It will be some months before it's known how many jobs the new owner of Oamaru's Summit Wool Spinners might have available and there's a risk skilled staff could be lost in the meantime.

The wool spinning plant, which is Oamaru's second biggest employer, has been conditionally sold to carpet manufacturer Godfrey Hirst and all 192 staff are being made redundant at the end of February.

Godfrey Hirst general manager Tania Pauling says a small number of the plant's employees could be rehired, but it will be some months before those positions are available.

"The plant won't continue on in its current form because it's clearly not sustainable," Ms Pauling told Radio New Zealand.

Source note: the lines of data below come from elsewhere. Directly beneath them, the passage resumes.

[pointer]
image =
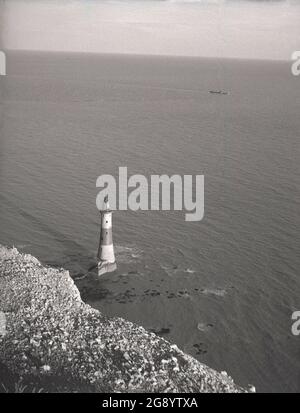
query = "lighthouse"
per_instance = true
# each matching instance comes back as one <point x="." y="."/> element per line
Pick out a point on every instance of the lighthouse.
<point x="106" y="255"/>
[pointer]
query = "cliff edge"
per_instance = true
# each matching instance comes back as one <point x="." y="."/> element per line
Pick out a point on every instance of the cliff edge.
<point x="48" y="333"/>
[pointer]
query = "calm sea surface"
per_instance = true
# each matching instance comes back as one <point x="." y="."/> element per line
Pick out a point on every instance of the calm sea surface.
<point x="224" y="288"/>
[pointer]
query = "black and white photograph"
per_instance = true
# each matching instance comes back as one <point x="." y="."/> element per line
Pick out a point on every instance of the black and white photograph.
<point x="149" y="199"/>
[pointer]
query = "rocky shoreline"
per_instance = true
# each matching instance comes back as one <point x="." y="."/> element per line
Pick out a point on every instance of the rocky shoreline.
<point x="48" y="335"/>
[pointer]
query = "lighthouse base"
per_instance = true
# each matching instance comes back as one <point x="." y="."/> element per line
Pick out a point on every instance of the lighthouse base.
<point x="105" y="266"/>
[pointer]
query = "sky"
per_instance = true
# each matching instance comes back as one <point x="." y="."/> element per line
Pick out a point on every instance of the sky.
<point x="212" y="28"/>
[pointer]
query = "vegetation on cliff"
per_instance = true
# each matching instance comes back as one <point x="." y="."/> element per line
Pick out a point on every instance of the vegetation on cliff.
<point x="52" y="340"/>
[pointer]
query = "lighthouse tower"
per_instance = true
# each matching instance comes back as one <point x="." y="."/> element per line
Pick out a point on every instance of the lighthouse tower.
<point x="106" y="255"/>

"We're going to look at the business, go through the fundamentals and see if we can revitalise it in an amended form."

It's hoped Godfrey Hirst will have a clear idea of the plant's future by May.

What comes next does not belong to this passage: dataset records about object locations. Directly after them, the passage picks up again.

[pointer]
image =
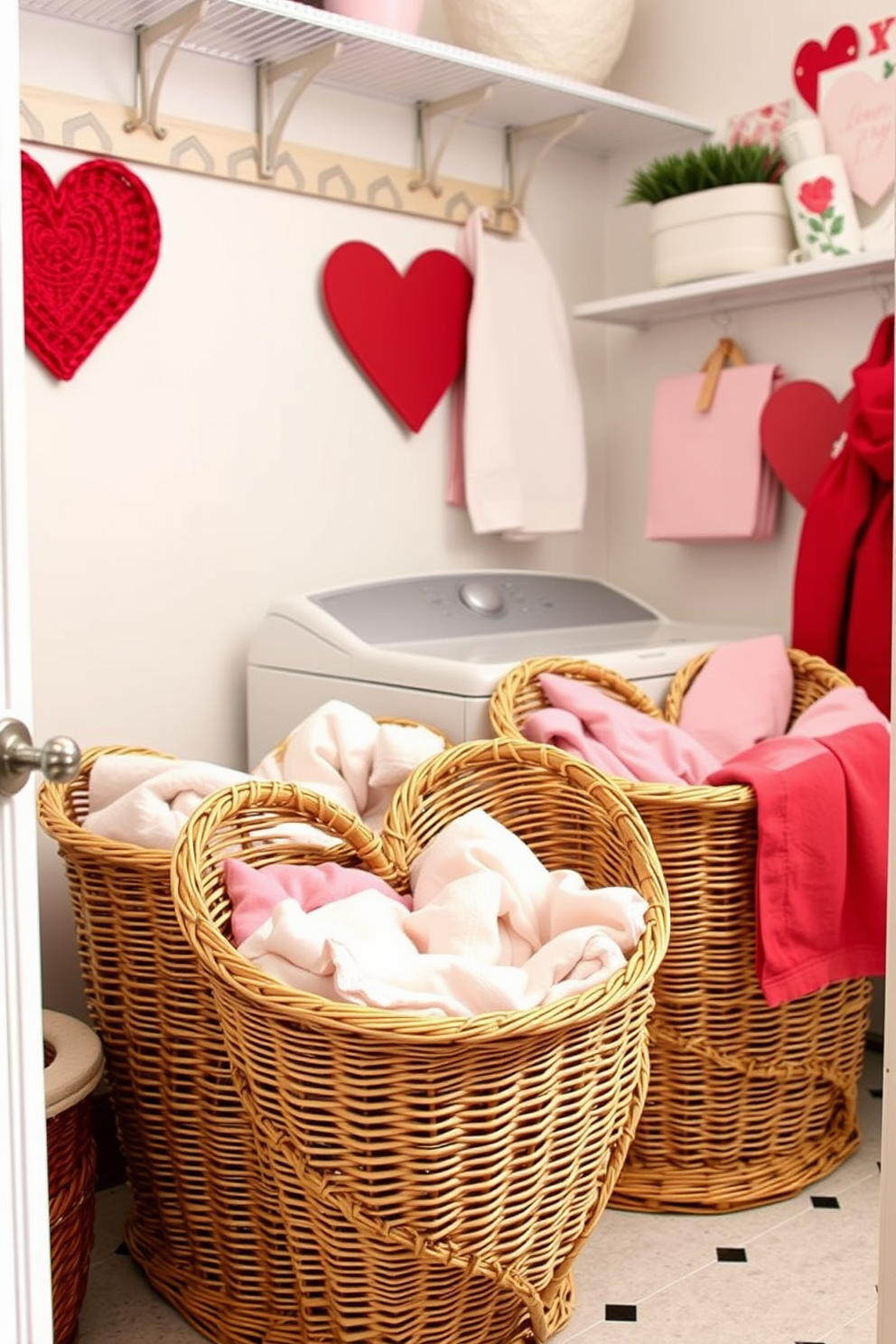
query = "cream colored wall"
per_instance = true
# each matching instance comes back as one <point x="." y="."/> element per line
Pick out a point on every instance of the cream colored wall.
<point x="219" y="449"/>
<point x="714" y="60"/>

Until then, Ms Pauling says it's uncertain how many staff the company might look to employ, but it could be as high as 50.

"Obviously there is a risk for us in losing skilled workers in that hiatus period," she says.

The Engineering, Printing and Manufacturing Union says workers were told the New Zealand dollar's high value was a contributing factor to the sale.

EPMU organiser John Gardner said the company had, like many other companies, been hit hard by the inflated currency.

"Summit is the second largest employer in Oamaru and has been a part of the town for 130 years. These redundancies are devastating for staff and for the whole community of Oamaru which relies so heavily on these jobs," he said.

Opposition parties have called on the government to act over the high exchange rate.